To make a toy illustration on how the algorithm applies, take $f_V$ to be the density of a $\mathcal N(0,1)$ distribution and $f_Y$ to be the density of a $\mathcal N(1,1)$ distribution. A sequence of iid generations from $f_V$ is for instance [by a call to R nrorm]
$$0.45735433,-0.99178415,-1.08312586,-0.85762451,0.92186197,-0.50442298,...$$
[note that they are all different] and a sequence of generations from $\mathcal U$ is for instance [by a call to R nunif]
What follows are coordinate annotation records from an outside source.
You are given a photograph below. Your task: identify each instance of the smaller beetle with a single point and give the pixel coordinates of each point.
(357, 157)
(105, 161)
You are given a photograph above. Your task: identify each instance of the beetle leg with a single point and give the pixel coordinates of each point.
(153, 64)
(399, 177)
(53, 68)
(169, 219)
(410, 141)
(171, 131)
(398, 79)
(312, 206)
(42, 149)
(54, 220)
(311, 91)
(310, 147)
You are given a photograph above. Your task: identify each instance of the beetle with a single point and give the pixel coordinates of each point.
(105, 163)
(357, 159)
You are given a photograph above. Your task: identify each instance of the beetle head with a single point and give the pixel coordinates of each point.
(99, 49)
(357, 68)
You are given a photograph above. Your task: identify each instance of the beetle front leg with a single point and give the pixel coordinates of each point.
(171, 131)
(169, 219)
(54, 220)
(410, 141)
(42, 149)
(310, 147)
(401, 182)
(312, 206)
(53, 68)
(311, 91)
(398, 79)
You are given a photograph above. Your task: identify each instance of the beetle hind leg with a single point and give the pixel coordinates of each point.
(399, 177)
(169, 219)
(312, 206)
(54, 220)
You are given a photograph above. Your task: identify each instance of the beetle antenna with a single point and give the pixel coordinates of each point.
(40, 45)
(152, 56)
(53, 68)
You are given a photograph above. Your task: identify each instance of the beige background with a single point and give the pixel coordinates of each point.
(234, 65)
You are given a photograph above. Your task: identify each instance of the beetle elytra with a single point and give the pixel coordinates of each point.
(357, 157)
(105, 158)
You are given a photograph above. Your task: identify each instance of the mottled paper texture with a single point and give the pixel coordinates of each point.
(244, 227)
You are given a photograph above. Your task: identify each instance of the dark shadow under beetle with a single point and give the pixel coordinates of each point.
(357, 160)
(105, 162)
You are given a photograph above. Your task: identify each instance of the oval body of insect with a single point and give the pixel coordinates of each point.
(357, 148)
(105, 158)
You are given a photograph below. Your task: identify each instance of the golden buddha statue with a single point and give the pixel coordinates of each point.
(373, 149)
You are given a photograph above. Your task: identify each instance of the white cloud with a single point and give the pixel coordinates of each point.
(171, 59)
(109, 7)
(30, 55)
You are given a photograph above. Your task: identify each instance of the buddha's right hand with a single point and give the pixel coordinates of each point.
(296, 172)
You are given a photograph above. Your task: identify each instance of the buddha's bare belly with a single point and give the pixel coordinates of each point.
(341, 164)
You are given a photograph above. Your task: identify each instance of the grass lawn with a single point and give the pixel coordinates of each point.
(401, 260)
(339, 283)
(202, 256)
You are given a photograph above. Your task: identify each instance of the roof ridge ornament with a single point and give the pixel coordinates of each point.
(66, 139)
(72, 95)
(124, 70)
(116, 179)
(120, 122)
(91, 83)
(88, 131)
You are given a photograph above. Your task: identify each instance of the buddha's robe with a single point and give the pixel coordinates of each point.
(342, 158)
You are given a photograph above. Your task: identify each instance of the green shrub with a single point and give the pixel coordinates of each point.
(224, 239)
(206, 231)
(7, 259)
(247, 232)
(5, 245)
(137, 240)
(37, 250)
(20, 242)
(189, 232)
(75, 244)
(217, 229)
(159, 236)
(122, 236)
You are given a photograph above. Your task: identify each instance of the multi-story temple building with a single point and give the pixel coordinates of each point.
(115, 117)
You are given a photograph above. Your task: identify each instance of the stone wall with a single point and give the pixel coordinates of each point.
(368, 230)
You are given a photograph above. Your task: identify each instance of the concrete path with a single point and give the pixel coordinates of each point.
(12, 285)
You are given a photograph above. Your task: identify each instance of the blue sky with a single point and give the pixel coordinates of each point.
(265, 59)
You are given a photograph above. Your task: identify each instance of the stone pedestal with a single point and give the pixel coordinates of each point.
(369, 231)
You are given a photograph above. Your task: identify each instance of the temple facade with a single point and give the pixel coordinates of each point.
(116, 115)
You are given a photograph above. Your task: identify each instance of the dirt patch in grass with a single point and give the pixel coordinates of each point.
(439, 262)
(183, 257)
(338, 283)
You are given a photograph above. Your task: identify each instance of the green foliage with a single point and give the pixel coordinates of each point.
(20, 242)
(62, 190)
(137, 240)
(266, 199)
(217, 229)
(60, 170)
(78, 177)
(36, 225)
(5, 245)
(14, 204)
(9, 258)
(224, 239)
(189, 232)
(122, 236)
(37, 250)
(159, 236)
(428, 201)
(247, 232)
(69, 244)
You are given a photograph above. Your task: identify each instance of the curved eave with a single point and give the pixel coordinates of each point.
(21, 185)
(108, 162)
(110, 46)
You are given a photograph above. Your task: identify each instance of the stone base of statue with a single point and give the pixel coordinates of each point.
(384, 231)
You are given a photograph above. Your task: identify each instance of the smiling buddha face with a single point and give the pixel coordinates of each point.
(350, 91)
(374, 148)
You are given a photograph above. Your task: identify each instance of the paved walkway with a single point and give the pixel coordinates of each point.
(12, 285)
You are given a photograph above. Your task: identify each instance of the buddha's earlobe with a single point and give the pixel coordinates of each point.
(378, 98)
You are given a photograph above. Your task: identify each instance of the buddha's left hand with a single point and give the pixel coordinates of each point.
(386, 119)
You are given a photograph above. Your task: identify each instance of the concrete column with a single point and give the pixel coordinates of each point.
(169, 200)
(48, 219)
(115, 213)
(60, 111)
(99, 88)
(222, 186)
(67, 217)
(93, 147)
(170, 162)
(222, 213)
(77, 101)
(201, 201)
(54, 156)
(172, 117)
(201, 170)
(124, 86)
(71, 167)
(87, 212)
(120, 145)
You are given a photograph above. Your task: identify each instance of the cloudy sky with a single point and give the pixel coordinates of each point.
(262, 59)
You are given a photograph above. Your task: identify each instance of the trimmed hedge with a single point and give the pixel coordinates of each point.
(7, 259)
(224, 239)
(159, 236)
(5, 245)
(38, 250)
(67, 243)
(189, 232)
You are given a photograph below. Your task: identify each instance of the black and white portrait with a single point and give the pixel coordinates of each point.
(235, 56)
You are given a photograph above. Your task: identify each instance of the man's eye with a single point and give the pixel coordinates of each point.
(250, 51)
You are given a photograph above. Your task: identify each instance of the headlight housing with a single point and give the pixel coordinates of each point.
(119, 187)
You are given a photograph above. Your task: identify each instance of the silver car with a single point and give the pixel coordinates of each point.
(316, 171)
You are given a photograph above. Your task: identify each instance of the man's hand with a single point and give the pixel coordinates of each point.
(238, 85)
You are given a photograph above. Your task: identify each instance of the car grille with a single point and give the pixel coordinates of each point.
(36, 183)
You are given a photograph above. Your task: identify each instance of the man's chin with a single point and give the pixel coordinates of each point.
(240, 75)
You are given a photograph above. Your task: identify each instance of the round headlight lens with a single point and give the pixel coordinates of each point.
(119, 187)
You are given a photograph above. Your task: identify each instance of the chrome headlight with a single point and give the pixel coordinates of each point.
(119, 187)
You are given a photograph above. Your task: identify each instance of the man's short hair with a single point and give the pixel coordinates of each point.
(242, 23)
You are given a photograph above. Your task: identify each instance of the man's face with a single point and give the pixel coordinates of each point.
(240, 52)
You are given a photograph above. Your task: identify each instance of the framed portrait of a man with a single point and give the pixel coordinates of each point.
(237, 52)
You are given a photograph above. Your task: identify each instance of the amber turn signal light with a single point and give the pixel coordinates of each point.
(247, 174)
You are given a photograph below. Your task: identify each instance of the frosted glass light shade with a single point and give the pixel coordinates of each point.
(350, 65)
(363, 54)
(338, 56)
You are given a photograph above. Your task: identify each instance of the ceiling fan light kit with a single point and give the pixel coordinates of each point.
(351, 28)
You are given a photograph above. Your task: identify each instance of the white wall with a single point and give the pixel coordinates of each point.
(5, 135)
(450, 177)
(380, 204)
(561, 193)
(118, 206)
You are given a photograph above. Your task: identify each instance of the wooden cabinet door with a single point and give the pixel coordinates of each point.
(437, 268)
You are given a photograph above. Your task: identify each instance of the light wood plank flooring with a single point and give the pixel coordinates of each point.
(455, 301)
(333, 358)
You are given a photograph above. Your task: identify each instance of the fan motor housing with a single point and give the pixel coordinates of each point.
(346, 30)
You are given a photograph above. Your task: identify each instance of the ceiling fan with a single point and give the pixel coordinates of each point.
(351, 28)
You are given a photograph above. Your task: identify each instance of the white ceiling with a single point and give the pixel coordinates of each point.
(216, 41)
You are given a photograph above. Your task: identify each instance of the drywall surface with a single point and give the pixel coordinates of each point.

$$0.441328,0.987837,0.386258,0.316593,0.195910,0.2772669,...$$
[note that they are all different]. Applying the algorithm with starting value $Z_0=0$ means considering
$$\frac{f_Y(V_1)}{f_V(V_1)} \frac{f_V(Z_{0})}{f_Y(Z_{0})}=0.9582509\big/
0.6065307=1.579889>1$$
which implies that $Z_1=V_1=0.45735433$. Then
$$\frac{f_Y(V_2)}{f_V(V_2)} \frac{f_V(Z_{1})}{f_Y(Z_{1})}= 0.2249709 \big/ 0.9582509 = 0.2347724 < U_2=0.987837$$
which implies that $Z_2=Z_1$. The algorithm can be applied step by step to the sequences provided above, which leads to
\begin{align*}
\frac{f_Y(V_3)}{f_V(V_3)} \frac{f_V(Z_{2})}{f_Y(Z_{2})}&=0.2053581 \big/0.9582509 = 0.2143051 < U_3 \qquad Z_3 = Z_1\\
\frac{f_Y(V_4)}{f_V(V_4)} \frac{f_V(Z_{3})}{f_Y(Z_{3})}&=0.2572712 \big/0.9582509 = 0.2684800 < U_4 \qquad Z_4 = Z_1\\
\frac{f_Y(V_5)}{f_V(V_5)} \frac{f_V(Z_{4})}{f_Y(Z_{4})}&=1.5247980 \big/0.9582509 = 1.591230 > 1 \qquad\quad Z_5 = V_5\\
&\qquad\qquad\vdots\\
\end{align*}
producing a sequence as, e.g., below (notice the flat episodes in the graph, which correspond to a sequence of rejections).
$\qquad\qquad\qquad$
As a last remark, the only potentially confusing part in the description of Casella and Berger is the very first sentence where the random variables $Y$ and $V$ are not needed. It could have been clearer to state "Let $f_Y$ and $f_V$ be two densities with common support."